Today’s essay expands on the topic of this week’s Think Piece Podcast episode, Find Your Hustle. The podcast is the practical/tactical, with powerful questions to ask yourself if you’re in a business rut and need to make a change—or just make some cash! The essay here is the psychological underbelly, a bit of personal melodrama. Honestly, I couldn’t quite get my brain into scholarly brilliance mode this week because I’m mired in emotion. So that’s what you get. Take care of yourself, friends.
Halfway up the wall, I stop breathing. Or maybe I'm only breathing, my entire body convulsing around my lungs to make them move faster and faster. My hands are covered in white chalk, and I grip the holds more tightly. Both are orange. One is shaped like a milk jug handle, the other like a clamshell. They have the texture of dirty sandpaper, filled as they are with sweat and chalk and dead skin. My toes are on orange holds as well, smaller, far thinner than a ladder rung, rough pebbles of molded plastic.
I look down, see the grey padded floor many yards below me, and definitely stop breathing.
I let go.
The one-second free fall is quickly forgotten as the auto belay catches my weight and gently lowers me to the ground. I laugh a little, eyes wide. On the ground, I pant, overstimulated from the stress rather than the actual climb, which was easy and well within my limits. And also short, since I only did half of it.

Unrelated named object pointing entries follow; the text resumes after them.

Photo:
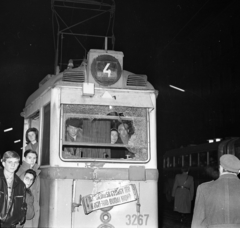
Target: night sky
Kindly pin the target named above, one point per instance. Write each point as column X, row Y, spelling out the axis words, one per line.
column 191, row 44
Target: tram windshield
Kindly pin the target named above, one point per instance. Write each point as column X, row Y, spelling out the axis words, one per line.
column 103, row 132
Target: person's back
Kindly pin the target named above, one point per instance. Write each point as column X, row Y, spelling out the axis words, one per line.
column 12, row 190
column 223, row 200
column 218, row 202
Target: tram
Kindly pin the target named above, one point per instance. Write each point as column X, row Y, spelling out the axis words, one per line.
column 202, row 160
column 93, row 182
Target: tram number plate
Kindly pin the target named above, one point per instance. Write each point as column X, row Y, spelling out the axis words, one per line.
column 135, row 219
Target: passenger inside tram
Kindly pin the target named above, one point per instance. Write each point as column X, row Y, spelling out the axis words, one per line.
column 32, row 139
column 74, row 133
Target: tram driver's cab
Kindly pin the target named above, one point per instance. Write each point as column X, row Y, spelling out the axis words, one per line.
column 96, row 132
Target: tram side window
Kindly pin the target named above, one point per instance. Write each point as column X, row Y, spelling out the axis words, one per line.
column 169, row 162
column 194, row 160
column 32, row 133
column 96, row 132
column 213, row 158
column 45, row 158
column 178, row 161
column 186, row 160
column 203, row 159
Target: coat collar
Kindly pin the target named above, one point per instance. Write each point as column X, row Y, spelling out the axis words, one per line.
column 16, row 179
column 26, row 166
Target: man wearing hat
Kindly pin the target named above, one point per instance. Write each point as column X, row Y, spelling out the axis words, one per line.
column 218, row 202
column 74, row 134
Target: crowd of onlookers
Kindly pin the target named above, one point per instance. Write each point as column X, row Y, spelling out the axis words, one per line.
column 20, row 186
column 217, row 202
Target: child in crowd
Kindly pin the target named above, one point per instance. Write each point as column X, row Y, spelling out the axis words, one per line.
column 29, row 162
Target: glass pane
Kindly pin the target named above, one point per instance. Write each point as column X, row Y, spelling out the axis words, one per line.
column 97, row 132
column 194, row 160
column 178, row 161
column 203, row 159
column 45, row 160
column 170, row 164
column 213, row 158
column 186, row 160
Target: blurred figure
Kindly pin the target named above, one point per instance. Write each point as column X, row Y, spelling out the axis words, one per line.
column 183, row 190
column 12, row 192
column 217, row 202
column 29, row 162
column 28, row 179
column 74, row 134
column 32, row 139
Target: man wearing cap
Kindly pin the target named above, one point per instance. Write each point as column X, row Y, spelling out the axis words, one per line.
column 218, row 202
column 74, row 134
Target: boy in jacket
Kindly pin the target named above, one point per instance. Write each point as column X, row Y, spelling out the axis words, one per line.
column 12, row 192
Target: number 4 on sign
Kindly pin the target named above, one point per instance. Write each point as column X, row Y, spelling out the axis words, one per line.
column 107, row 71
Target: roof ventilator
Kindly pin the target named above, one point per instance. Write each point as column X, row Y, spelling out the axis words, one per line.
column 74, row 76
column 137, row 80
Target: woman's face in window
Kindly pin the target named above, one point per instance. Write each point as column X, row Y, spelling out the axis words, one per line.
column 114, row 137
column 32, row 136
column 31, row 159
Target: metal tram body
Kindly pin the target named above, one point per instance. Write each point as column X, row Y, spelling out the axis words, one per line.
column 102, row 185
column 202, row 160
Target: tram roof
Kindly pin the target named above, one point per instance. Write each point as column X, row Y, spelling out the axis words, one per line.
column 51, row 80
column 191, row 149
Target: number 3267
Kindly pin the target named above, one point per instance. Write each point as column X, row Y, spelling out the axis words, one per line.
column 137, row 219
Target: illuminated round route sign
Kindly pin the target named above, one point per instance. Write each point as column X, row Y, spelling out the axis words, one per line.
column 106, row 70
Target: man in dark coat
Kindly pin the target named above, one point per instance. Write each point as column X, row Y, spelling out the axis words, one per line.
column 12, row 192
column 218, row 202
column 74, row 134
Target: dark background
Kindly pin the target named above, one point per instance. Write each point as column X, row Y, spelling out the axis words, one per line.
column 191, row 44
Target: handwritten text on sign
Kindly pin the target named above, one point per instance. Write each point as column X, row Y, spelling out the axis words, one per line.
column 113, row 197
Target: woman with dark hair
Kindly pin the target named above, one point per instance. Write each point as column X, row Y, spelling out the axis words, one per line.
column 29, row 162
column 32, row 139
column 183, row 190
column 28, row 179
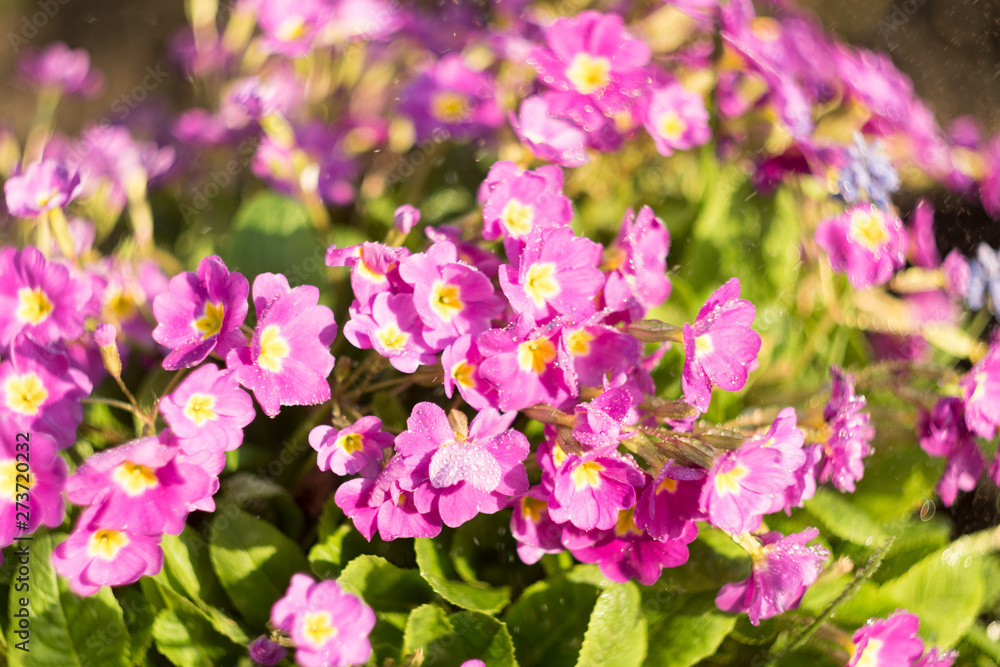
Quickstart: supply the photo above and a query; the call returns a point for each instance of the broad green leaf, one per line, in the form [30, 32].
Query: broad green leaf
[65, 630]
[188, 568]
[845, 519]
[424, 625]
[254, 562]
[383, 586]
[474, 636]
[548, 621]
[689, 634]
[473, 597]
[188, 640]
[616, 633]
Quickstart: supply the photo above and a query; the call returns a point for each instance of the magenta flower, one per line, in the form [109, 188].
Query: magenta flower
[44, 186]
[783, 568]
[356, 448]
[637, 265]
[201, 313]
[888, 641]
[547, 136]
[677, 119]
[535, 531]
[556, 274]
[450, 97]
[517, 203]
[45, 477]
[720, 345]
[850, 436]
[39, 298]
[138, 486]
[522, 362]
[60, 68]
[741, 487]
[864, 242]
[451, 297]
[393, 329]
[328, 626]
[593, 55]
[208, 410]
[589, 491]
[626, 552]
[42, 392]
[981, 393]
[288, 359]
[461, 363]
[466, 473]
[94, 556]
[670, 503]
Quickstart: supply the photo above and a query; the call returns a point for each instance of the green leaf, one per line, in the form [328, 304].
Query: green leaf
[254, 562]
[188, 640]
[474, 597]
[66, 630]
[548, 622]
[845, 519]
[425, 624]
[691, 633]
[383, 586]
[616, 633]
[187, 566]
[473, 636]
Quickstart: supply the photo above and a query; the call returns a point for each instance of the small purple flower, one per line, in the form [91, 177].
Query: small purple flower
[201, 313]
[850, 434]
[265, 652]
[720, 346]
[888, 641]
[43, 186]
[328, 626]
[208, 410]
[63, 69]
[39, 298]
[864, 242]
[677, 119]
[783, 568]
[981, 393]
[354, 449]
[94, 556]
[288, 359]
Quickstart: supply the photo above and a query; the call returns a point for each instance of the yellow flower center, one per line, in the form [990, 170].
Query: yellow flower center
[351, 442]
[535, 355]
[671, 126]
[589, 74]
[8, 480]
[578, 343]
[199, 408]
[392, 338]
[517, 217]
[587, 474]
[450, 107]
[273, 349]
[868, 229]
[317, 628]
[210, 323]
[106, 544]
[445, 300]
[25, 393]
[729, 482]
[34, 307]
[135, 479]
[541, 284]
[464, 374]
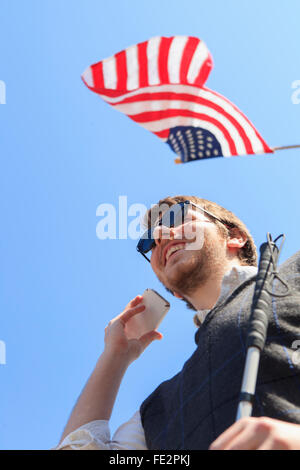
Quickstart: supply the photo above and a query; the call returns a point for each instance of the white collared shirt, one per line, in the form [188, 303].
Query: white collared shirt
[130, 435]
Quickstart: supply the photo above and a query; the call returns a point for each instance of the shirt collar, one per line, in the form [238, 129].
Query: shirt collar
[231, 280]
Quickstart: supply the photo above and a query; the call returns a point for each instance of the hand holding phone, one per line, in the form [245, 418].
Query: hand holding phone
[156, 309]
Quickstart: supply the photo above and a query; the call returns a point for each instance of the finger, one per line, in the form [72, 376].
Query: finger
[125, 316]
[248, 439]
[134, 302]
[147, 338]
[268, 444]
[230, 433]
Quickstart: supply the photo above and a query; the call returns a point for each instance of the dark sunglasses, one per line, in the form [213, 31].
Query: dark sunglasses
[173, 217]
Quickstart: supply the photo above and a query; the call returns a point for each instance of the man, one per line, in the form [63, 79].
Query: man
[216, 278]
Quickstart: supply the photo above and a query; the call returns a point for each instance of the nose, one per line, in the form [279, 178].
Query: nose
[162, 233]
[167, 233]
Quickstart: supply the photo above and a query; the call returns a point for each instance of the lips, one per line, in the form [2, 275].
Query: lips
[168, 247]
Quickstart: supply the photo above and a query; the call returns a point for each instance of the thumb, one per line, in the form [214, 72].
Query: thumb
[147, 338]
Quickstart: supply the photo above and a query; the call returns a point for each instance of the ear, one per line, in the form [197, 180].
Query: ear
[177, 295]
[237, 239]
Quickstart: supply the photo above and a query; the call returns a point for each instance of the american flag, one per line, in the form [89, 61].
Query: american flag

I slow my breath and shake my arms to dissipate the adrenaline. I sip water. And then I start the climb again, with a goal: grasp one hold higher on the wall.
Welcome to Risk Camp, my personal program to cultivate resilience and reignite my ability to do hard things.1 Risk Camp began in May 2022 at a climbing gym in Brooklyn. It consisted of me, a harness, some terrible rental shoes, and a very short climbing wall that I still haven't reached the top of.
Risk Camp has evolved to include scary social situations, random skill building,2 and income-ruining decisions.3 There is only one rule of Risk Camp: I must choose to do things that make me nervous. They don’t need to be terrifying or far from safety. But I must do things that make me shake a little, that my brain fights against and says I shouldn’t do, that other people may find odd or scary or (increasingly) not appropriate for someone my age.
Risk Camp continues today. And, if I’m lucky, will continue until I die.
I refuse to atrophy.
It's Not A Risk If You've Lost It All
Popular knowledge holds entrepreneurship to be a risky endeavor. That’s how we attempt to justify the outsized rewards for successful founders.4 And it is risky, of course. Something like 50% of small businesses fail in the first five years.
When I started my business, it didn't feel risky. I had gotten sober from alcohol and drugs, losing most of my friends and my identity in the process. I had broken up with my partner. I had left a promising career I loved. I could barely pay rent on unemployment.
I didn't have anything left to lose.